TIP: Stopping sugar consumption. The high level of sugar contributes to insulin resistance. To prevent insulin resistance PCOS, one can take inositol. The recovery from this type of PCOS is a slow process with almost six to nine months needed to improve from.
- Pill-induced PCOS: The second most common type of PCOS is Pill-induced PCOS. This medical condition is influenced and developed due to the birth control pills which suppress ovulation. Most of the women with this type of PCOS do not experience the effects for long and they resume ovulating after the effect of the pill is over. However, for some women, the case is different, they do not resume with ovulating for months and years even after the effects of pills get over. In such a situation, it is advised that they consult a doctor.
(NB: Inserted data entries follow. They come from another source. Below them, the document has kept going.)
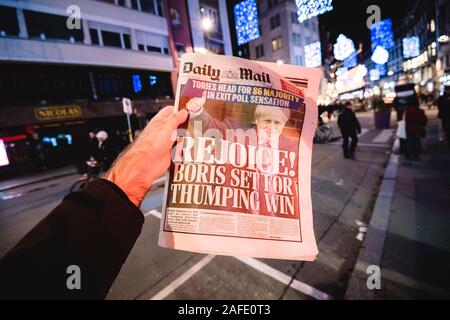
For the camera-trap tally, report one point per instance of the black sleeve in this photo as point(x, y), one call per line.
point(357, 125)
point(94, 229)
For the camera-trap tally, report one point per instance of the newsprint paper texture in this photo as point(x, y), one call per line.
point(240, 179)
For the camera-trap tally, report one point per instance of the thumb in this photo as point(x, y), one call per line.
point(180, 117)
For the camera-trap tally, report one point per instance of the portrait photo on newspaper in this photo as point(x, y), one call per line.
point(237, 184)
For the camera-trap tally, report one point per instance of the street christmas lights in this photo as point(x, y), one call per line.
point(411, 47)
point(246, 21)
point(207, 24)
point(381, 69)
point(374, 75)
point(313, 55)
point(306, 9)
point(343, 47)
point(351, 61)
point(381, 34)
point(380, 55)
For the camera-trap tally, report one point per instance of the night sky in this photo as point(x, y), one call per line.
point(349, 18)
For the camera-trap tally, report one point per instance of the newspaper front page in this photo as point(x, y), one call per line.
point(240, 179)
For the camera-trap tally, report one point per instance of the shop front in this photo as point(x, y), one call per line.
point(39, 138)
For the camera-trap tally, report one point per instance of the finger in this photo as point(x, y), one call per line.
point(180, 117)
point(165, 112)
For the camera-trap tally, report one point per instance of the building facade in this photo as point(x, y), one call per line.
point(65, 69)
point(283, 37)
point(209, 26)
point(421, 67)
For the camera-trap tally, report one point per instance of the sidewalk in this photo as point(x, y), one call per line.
point(37, 177)
point(409, 234)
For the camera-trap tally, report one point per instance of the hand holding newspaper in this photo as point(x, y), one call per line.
point(240, 177)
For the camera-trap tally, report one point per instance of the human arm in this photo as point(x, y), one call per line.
point(93, 229)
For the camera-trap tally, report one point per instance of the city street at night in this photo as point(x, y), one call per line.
point(232, 150)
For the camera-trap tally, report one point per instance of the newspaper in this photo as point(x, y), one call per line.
point(240, 179)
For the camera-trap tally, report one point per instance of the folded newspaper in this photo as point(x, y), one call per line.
point(240, 179)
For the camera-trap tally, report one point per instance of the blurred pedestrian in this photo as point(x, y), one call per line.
point(107, 150)
point(444, 112)
point(349, 125)
point(416, 121)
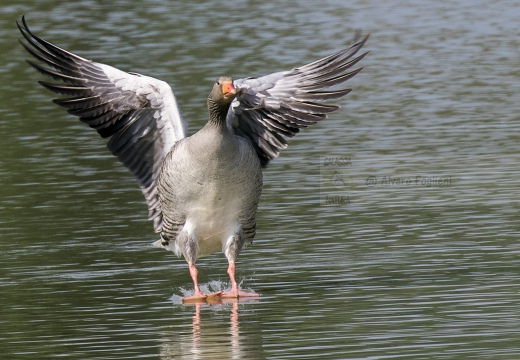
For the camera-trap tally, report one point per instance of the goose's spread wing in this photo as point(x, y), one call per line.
point(271, 108)
point(138, 113)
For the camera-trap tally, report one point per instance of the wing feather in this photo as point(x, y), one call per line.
point(271, 108)
point(138, 114)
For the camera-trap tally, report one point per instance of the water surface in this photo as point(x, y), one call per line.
point(420, 261)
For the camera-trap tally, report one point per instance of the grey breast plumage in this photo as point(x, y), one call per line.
point(142, 120)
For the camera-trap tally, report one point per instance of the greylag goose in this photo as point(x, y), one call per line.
point(202, 190)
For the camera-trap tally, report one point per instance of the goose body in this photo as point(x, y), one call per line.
point(202, 191)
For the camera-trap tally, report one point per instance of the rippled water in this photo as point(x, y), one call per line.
point(389, 231)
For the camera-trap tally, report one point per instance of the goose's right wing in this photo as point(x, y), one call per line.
point(138, 113)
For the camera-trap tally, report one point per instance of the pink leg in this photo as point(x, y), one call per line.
point(197, 294)
point(235, 292)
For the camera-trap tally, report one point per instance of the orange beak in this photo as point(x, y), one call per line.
point(228, 89)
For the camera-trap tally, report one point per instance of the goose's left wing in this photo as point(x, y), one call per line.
point(271, 108)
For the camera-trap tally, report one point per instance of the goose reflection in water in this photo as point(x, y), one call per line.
point(211, 333)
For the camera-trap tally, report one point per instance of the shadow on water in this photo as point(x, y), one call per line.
point(215, 329)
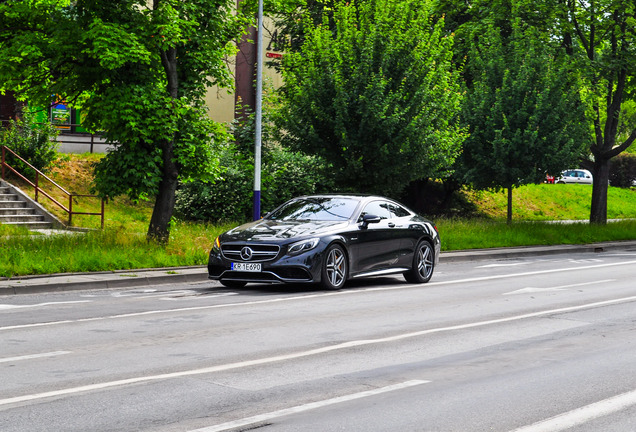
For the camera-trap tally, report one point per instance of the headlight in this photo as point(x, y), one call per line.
point(216, 246)
point(302, 246)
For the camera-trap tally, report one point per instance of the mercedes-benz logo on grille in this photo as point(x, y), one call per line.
point(246, 253)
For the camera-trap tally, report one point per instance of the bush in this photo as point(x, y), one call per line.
point(284, 174)
point(623, 170)
point(34, 142)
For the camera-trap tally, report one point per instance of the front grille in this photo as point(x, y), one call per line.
point(258, 252)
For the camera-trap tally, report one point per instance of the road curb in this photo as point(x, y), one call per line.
point(102, 280)
point(176, 275)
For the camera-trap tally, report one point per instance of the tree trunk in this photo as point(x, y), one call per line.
point(598, 212)
point(509, 212)
point(159, 229)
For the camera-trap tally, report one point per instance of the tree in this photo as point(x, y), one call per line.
point(374, 93)
point(601, 36)
point(523, 110)
point(140, 70)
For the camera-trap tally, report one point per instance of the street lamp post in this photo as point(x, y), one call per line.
point(259, 113)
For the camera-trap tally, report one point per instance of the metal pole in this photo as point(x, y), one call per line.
point(259, 114)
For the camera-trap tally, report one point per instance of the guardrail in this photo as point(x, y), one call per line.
point(39, 190)
point(68, 135)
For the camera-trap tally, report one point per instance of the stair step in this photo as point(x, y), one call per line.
point(24, 211)
point(8, 197)
point(21, 218)
point(31, 225)
point(13, 204)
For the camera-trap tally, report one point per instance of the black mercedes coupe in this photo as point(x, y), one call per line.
point(327, 239)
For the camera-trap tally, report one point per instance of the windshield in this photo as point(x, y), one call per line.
point(316, 208)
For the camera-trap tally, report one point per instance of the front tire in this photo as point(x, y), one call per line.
point(423, 263)
point(335, 268)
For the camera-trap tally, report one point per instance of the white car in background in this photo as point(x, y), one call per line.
point(578, 176)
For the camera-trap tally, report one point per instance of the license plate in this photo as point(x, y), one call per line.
point(250, 267)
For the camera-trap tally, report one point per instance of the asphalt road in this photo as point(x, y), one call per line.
point(523, 344)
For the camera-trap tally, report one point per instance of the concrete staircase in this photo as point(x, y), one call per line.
point(16, 210)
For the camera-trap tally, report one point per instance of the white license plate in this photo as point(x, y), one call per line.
point(251, 267)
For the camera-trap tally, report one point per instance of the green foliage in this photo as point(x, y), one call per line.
point(284, 175)
point(461, 234)
point(523, 109)
point(623, 170)
point(139, 70)
point(32, 141)
point(375, 95)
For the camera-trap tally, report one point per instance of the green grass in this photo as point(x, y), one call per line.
point(122, 244)
point(553, 202)
point(481, 234)
point(111, 249)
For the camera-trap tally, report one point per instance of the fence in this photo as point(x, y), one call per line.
point(38, 190)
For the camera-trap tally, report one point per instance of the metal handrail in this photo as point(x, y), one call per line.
point(39, 190)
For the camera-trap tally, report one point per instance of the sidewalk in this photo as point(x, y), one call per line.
point(147, 277)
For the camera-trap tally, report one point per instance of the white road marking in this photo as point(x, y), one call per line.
point(504, 265)
point(301, 354)
point(582, 415)
point(197, 295)
point(10, 306)
point(33, 356)
point(307, 407)
point(304, 297)
point(558, 288)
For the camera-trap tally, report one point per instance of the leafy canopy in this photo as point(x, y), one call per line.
point(375, 95)
point(140, 70)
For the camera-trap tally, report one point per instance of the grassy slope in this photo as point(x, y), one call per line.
point(122, 244)
point(553, 202)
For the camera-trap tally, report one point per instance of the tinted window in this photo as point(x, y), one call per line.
point(318, 208)
point(377, 208)
point(398, 211)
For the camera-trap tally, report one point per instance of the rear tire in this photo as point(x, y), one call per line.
point(335, 268)
point(423, 264)
point(233, 284)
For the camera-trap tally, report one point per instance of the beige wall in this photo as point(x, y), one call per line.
point(220, 101)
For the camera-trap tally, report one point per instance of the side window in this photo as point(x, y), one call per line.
point(398, 211)
point(378, 208)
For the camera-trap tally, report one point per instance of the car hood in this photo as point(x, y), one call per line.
point(274, 230)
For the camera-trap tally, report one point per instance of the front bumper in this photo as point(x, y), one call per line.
point(304, 268)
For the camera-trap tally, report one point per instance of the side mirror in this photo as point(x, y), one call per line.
point(368, 218)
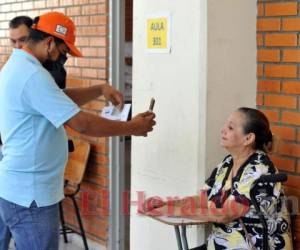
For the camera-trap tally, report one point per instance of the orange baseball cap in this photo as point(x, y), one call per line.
point(59, 25)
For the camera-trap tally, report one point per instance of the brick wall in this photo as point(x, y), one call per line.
point(278, 71)
point(91, 19)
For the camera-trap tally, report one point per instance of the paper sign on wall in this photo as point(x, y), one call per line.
point(158, 33)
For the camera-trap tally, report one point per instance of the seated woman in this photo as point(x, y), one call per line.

One experiencing regular and normal periods before starting with the pills might have Pill-induced PCOS. Another symptom of this type of PCOS includes the increased levels of LH in the blood test.
- INFLAMMATORY PCOS: Inflammation as mentioned above, can cause the imbalance of the insulin and lead to the increase of male hormones in the body. The inflammation can cause the process of ovulation to be prevented. This leads to imbalanced hormones and androgens production. The cause of such a situation can include stress, toxins of environment and inflammatory dietary like gluten.The symptoms of this type of PCOS include headaches, infections or skin allergies and blood tests showing a deficiency of vitamin D, abnormal blood count, increased levels of thyroid.
Tip: Stressing won’t help. One can stop the consumption of inflammatory foods like dairy products, sugar or wheat and start taking supplements of magnesium as it has anti-inflammatory effects. The process of recovery is slow and takes about nine months.